Big Data Analytic: From Accuracy to Interpretability

A special issue of Big Data and Cognitive Computing (ISSN 2504-2289).

Deadline for manuscript submissions: closed (15 February 2018) | Viewed by 22130

Special Issue Editor

Special Issue Information

Dear Colleagues,

The primary disadvantage of Big Data analytics using high-performance classifiers and Deep Learning is that they have no clear declarative representation of knowledge. In addition, the current Big Data analytics have considerable difficulties in generating the necessary explanation structures, which limits their full potential because the ability to provide detailed characterizations of classification strategies would promote their acceptance. Expert systems benefit from a clear declarative representation of knowledge about the problem domain; therefore, a natural means to elucidate the knowledge embedded within neural networks (NNs), support vector machines (SVMs), evolutionary computation (EC) and their hybrids are to extract symbolic rules. However, surprisingly, very little work has been conducted in relation to Big Data analytics.
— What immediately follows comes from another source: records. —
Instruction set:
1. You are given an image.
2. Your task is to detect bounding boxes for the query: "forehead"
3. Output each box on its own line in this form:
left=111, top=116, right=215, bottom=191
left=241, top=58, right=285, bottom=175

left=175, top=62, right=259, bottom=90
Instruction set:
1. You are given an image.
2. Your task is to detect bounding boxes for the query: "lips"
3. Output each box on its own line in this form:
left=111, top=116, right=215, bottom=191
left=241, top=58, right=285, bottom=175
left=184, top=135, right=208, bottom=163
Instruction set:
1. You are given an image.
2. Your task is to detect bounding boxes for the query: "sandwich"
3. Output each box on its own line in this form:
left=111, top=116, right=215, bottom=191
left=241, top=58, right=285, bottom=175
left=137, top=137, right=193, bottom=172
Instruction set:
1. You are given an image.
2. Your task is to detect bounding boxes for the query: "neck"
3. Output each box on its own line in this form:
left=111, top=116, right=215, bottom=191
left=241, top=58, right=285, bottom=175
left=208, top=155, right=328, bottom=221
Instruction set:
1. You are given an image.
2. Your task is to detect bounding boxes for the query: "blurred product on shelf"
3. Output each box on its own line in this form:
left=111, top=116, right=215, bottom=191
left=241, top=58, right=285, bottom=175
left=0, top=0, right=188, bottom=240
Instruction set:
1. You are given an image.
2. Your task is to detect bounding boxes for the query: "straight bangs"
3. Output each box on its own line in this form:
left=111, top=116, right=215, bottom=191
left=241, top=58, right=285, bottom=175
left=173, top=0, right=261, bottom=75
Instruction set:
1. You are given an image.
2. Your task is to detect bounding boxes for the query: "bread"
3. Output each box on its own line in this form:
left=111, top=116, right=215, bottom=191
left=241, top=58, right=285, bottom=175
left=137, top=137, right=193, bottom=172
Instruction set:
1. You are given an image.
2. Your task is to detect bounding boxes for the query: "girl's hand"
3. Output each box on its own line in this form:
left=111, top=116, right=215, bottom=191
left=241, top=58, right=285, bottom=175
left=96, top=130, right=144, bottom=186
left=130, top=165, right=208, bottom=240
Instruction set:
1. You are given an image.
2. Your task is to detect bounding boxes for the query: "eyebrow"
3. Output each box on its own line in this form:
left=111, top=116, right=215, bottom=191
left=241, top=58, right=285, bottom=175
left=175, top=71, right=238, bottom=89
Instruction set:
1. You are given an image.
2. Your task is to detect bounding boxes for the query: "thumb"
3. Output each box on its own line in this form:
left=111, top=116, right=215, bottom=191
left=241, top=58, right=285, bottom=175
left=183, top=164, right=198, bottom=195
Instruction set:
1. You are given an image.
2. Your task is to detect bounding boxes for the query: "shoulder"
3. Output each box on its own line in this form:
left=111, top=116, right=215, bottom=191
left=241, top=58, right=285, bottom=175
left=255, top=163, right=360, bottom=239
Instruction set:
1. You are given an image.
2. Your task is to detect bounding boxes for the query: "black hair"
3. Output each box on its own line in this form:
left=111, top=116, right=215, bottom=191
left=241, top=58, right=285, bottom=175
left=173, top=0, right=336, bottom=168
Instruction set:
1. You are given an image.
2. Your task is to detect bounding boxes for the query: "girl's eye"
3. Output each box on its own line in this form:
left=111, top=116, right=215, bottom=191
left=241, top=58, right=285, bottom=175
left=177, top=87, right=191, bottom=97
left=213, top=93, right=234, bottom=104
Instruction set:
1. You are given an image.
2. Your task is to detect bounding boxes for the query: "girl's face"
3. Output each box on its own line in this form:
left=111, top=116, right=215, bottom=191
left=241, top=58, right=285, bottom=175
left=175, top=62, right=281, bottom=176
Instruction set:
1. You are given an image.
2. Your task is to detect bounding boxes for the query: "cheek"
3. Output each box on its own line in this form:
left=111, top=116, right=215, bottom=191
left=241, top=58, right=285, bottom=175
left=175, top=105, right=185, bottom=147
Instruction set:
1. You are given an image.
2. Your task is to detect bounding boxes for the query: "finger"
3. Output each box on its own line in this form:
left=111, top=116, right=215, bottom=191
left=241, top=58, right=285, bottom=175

Bridging this gap could be expected to contribute to the real-world utility of Big Data analytics.

Rule extraction from NNs, SVMs, EC and their hybrids can also be considered an optimization problem because it involves a clear trade-off between accuracy and interpretability; although higher number of rules typically provides better accuracy, it also reduces interpretability. Rule extraction from ANNs, SVMs, EC, and their hybrids, therefore, remain an area in need of further innovation.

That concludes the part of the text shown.